If what the company claims about its energy use is true, that could slash a data center’s total energy consumption, Torres Diaz writes. And while big tech companies have signed a flurry of deals to procure renewable energy, soaring electricity demand from data centers still risks siphoning limited solar and wind resources from power grids. Reducing AI’s electricity consumption “would in turn make more renewable energy available for other sectors, helping displace faster the use of fossil fuels,” according to Torres Diaz. “Overall, less power demand from any sector is beneficial for the global energy transition as less fossil-fueled power generation would be needed in the long-term.”
There is a double-edged sword to consider with more energy-efficient AI models. Microsoft CEO Satya Nadella wrote on X about Jevons paradox, in which the more efficient a technology becomes, the more likely it is to be used. The environmental damage grows as a result of efficiency gains.
“The question is, gee, if we could drop the energy use of AI by a factor of 100 does that mean that there’d be 1,000 data providers coming in and saying, ‘Wow, this is great. We’re going to build, build, build 1,000 times as much even as we planned’?” says Philip Krein, research professor of electrical and computer engineering at the University of Illinois Urbana-Champaign. “It’ll be a really interesting thing over the next 10 years to watch.” Torres Diaz also said that this issue makes it too early to revise power consumption forecasts “significantly down.”
No matter how much electricity a data center uses, it’s important to look at where that electricity is coming from to understand how much pollution it creates. China still gets more than 60 percent of its electricity from coal, and another 3 percent comes from gas. The US also gets about 60 percent of its electricity from fossil fuels, but a majority of that comes from gas — which creates less carbon dioxide pollution when burned than coal.

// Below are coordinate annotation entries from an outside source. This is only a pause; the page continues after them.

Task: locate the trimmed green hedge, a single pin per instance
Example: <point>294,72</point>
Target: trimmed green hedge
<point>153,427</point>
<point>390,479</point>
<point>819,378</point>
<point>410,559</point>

To make things worse, energy companies are delaying the retirement of fossil fuel power plants in the US in part to meet skyrocketing demand from data centers. Some are even planning to build out new gas plants. Burning more fossil fuels inevitably leads to more of the pollution that causes climate change, as well as local air pollutants that raise health risks to nearby communities. Data centers also guzzle up a lot of water to keep hardware from overheating, which can lead to more stress in drought-prone regions.
Those are all problems that AI developers can minimize by limiting energy use overall. Traditional data centers have been able to do so in the past. Despite workloads almost tripling between 2015 and 2019, power demand managed to stay relatively flat during that time period, according to Goldman Sachs Research. Data centers then grew much more power-hungry around 2020 with advances in AI. They consumed more than 4 percent of electricity in the US in 2023, and that could nearly triple to around 12 percent by 2028, according to a December report from the Lawrence Berkeley National Laboratory. There’s more uncertainty about those kinds of projections now, but calling any shots based on DeepSeek at this point is still a shot in the dark.